Detto in termini così puerili potrebbe riecheggiare tra le pareti cerebrali di un lettore d’occasione come una banalità senza arte né parte. Eppure lo sfogo concreto di emozioni profonde che sfuggono alla comprensione razionale, è stato per me un modo per estraniarle, per riconoscerle come altro da me nel momento in cui uscivano dalle ghiandole lacrimali inumidendo il cuscino, la manica o il fazzoletto di turno. Piangere fa bene, non solo psicologicamente, ma soprattutto da un punto di vista fisico: infatti nell’esatto momento in cui le lacrime iniziano a rigare il viso si attiva il sistema parasimpatico con la produzione dell’ormone  adrenocorticotropo, deputato alla gestione dello stress, e delle encefaline, di fatto degli antidolorifici naturali. Insomma, anche piangere può portare i suoi benefici.

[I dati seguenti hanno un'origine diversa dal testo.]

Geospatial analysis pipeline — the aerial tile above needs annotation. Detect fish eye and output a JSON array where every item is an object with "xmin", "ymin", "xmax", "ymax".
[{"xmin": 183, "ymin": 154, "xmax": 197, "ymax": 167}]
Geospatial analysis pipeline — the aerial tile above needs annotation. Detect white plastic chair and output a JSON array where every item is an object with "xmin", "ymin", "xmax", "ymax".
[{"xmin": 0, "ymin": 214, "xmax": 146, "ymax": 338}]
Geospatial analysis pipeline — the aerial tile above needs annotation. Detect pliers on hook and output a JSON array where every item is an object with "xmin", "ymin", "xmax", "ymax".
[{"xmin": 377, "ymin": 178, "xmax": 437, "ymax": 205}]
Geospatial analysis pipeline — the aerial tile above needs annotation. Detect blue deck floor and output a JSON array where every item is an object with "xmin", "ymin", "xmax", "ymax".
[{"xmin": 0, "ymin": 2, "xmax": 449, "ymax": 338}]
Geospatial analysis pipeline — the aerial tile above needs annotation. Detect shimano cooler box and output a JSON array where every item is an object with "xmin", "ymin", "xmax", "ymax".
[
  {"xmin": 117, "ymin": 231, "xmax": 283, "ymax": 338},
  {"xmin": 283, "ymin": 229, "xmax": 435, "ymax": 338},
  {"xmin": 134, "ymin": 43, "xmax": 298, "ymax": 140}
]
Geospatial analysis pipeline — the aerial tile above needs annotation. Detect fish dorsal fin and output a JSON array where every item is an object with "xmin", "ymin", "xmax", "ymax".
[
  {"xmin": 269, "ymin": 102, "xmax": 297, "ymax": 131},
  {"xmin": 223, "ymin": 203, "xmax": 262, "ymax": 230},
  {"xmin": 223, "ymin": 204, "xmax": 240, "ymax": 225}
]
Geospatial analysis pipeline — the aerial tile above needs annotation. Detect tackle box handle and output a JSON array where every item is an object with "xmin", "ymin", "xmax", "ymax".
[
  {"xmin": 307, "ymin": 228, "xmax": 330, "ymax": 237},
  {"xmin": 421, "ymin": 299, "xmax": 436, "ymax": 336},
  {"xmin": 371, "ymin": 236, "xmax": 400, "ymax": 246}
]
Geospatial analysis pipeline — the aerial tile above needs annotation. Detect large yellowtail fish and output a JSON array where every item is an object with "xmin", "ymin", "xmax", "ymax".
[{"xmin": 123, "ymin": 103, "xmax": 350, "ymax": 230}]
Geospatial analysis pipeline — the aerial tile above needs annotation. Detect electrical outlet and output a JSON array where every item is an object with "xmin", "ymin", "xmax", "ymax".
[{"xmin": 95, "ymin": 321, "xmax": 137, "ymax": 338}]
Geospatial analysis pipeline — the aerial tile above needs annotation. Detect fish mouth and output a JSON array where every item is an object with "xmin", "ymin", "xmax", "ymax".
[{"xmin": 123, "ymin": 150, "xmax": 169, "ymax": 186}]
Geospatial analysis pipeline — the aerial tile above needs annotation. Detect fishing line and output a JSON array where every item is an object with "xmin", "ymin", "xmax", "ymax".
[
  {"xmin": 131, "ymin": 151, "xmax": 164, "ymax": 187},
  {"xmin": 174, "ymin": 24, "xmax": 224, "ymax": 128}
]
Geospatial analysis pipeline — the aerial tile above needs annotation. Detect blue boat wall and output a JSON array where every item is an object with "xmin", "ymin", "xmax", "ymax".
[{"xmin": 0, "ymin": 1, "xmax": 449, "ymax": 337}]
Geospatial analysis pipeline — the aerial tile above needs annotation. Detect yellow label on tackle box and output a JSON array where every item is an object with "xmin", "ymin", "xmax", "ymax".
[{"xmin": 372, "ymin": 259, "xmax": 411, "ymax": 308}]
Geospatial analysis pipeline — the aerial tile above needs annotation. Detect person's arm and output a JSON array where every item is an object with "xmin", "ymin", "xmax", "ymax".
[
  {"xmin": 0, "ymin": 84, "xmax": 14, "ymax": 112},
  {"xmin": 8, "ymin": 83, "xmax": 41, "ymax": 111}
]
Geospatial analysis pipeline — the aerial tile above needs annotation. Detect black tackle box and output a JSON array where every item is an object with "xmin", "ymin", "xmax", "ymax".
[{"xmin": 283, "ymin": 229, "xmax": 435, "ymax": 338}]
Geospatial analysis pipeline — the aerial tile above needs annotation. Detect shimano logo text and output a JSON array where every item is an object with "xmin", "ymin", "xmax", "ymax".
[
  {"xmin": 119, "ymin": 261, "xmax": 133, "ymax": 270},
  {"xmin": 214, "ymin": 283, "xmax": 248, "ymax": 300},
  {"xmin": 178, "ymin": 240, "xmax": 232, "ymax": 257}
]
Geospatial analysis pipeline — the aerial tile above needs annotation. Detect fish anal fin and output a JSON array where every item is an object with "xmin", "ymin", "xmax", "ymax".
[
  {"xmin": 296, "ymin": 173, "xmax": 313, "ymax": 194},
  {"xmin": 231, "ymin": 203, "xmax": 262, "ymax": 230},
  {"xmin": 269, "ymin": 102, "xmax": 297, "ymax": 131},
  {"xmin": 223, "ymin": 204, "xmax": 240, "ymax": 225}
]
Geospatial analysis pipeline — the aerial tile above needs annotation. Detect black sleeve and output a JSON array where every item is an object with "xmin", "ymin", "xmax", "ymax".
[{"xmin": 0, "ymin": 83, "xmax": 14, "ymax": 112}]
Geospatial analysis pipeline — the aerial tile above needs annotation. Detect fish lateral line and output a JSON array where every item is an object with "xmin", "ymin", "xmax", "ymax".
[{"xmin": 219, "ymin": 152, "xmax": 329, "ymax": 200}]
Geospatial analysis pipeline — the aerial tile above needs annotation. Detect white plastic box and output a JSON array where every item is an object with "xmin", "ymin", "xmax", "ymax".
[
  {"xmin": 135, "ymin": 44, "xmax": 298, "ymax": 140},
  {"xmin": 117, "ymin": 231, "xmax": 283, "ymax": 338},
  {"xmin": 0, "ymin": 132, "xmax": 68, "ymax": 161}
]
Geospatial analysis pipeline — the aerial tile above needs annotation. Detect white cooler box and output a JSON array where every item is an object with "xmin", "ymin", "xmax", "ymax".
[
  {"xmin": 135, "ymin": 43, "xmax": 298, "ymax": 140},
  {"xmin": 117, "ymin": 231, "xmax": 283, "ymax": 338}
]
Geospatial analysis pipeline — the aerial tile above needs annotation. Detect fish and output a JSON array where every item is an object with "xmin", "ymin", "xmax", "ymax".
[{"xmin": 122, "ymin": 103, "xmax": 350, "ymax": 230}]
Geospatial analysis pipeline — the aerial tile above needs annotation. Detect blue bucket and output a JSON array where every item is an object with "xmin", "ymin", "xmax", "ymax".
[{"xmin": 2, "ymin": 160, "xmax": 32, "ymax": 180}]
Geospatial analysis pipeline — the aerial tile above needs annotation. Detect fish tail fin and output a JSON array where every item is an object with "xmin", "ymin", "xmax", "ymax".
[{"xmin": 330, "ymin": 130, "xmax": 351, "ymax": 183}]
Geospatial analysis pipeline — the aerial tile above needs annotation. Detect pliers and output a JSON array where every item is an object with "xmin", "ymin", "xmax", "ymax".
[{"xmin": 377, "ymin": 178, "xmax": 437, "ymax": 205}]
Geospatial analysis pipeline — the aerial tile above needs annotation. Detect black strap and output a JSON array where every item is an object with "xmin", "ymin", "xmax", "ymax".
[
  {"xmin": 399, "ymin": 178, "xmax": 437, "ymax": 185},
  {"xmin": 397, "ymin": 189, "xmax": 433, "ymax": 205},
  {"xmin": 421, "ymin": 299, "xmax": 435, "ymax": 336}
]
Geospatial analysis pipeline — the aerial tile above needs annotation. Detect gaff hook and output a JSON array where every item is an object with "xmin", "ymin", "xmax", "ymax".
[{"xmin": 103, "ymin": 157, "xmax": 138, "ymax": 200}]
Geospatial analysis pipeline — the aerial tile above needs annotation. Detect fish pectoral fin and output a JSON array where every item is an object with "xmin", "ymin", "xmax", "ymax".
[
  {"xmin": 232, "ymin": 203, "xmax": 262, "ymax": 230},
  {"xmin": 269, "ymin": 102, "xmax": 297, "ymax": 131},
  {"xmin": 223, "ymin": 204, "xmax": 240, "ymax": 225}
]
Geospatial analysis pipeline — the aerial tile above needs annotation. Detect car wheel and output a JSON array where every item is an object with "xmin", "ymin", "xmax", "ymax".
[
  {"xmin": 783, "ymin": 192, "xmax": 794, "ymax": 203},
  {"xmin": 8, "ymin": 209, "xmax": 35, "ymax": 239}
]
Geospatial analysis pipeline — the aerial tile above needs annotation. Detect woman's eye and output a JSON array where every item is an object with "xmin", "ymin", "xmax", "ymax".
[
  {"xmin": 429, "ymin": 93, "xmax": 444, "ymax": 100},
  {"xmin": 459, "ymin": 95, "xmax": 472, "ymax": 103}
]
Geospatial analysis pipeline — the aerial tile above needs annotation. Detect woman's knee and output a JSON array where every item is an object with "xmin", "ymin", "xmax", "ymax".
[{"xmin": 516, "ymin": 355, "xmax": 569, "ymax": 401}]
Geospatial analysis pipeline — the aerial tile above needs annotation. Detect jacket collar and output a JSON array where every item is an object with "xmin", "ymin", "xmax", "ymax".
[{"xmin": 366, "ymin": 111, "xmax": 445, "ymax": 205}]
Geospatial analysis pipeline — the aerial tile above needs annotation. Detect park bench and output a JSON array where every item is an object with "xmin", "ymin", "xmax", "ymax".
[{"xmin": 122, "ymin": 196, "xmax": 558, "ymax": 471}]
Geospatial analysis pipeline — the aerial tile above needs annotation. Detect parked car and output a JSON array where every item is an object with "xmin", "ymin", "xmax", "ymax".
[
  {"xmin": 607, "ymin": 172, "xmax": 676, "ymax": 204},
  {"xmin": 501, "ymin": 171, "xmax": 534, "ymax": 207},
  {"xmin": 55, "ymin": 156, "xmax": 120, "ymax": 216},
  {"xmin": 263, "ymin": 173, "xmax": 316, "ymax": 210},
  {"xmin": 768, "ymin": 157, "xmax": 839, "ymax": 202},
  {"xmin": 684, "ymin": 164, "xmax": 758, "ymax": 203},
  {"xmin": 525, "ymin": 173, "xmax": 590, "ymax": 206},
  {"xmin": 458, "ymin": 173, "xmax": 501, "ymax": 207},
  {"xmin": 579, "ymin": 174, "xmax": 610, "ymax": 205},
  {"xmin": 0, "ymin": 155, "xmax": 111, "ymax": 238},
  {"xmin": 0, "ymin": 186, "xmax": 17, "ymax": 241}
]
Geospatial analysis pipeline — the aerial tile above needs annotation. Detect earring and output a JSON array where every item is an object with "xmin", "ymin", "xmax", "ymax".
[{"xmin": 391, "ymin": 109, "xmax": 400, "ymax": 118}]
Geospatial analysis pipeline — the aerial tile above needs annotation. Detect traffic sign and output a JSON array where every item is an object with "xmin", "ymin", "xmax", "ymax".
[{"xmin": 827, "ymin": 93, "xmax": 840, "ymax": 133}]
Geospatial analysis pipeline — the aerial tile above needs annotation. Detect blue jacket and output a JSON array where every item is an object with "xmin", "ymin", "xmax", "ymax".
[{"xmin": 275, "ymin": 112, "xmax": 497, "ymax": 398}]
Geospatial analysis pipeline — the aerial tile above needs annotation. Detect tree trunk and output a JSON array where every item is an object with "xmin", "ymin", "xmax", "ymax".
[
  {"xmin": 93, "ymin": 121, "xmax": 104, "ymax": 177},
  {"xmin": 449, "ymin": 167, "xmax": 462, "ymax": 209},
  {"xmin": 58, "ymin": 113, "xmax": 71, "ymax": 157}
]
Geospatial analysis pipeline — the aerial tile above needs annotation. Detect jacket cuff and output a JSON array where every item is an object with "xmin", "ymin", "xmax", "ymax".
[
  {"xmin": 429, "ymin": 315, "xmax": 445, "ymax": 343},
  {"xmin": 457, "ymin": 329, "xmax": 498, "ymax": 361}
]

2.     Le doute n'est pas un état bien agréable, mais l'assurance est un état ridicule 

Una volta ho letto un articolo di un calciatore che prima di ogni partita si diceva una frase di sprone per giocare al meglio. Sebbene il mio livello calcistico sia riassumibile nel comico evento nel quale a un partita di calcio solidale ho tirato il rigore prima del fischio dell’arbitro, ho fatto mio questo insegnamento sportivo. Dal numero ingente di aforismi e citazioni volteriane sul tema del dubbio che in questi mesi hanno aleggiato nella mia mente, posso dedurre che anche il loro autore  riconoscesse la difficoltà di farne fronte. Questa in particolare, nel quale la condizione del dubbio è additata come non piacevole ma qualitativamente superiore a quella ridicola della sicurezza, ha dominato fino a fine agosto il blocco schermo del mio cellulare e la carta bianca di un foglietto ripiegato con cura e riposto nel cassetto del comodino, per ricordarmi sempre che porsi delle domande, avere dei dubbi qualifica maggiormente l’esito della scelta finale che quindi non è da temere ma anzi da ricercare attraverso il continuo dubbio, un passaggio obbligato se si desidera rispolverare un po’ di filosofia agostiniana.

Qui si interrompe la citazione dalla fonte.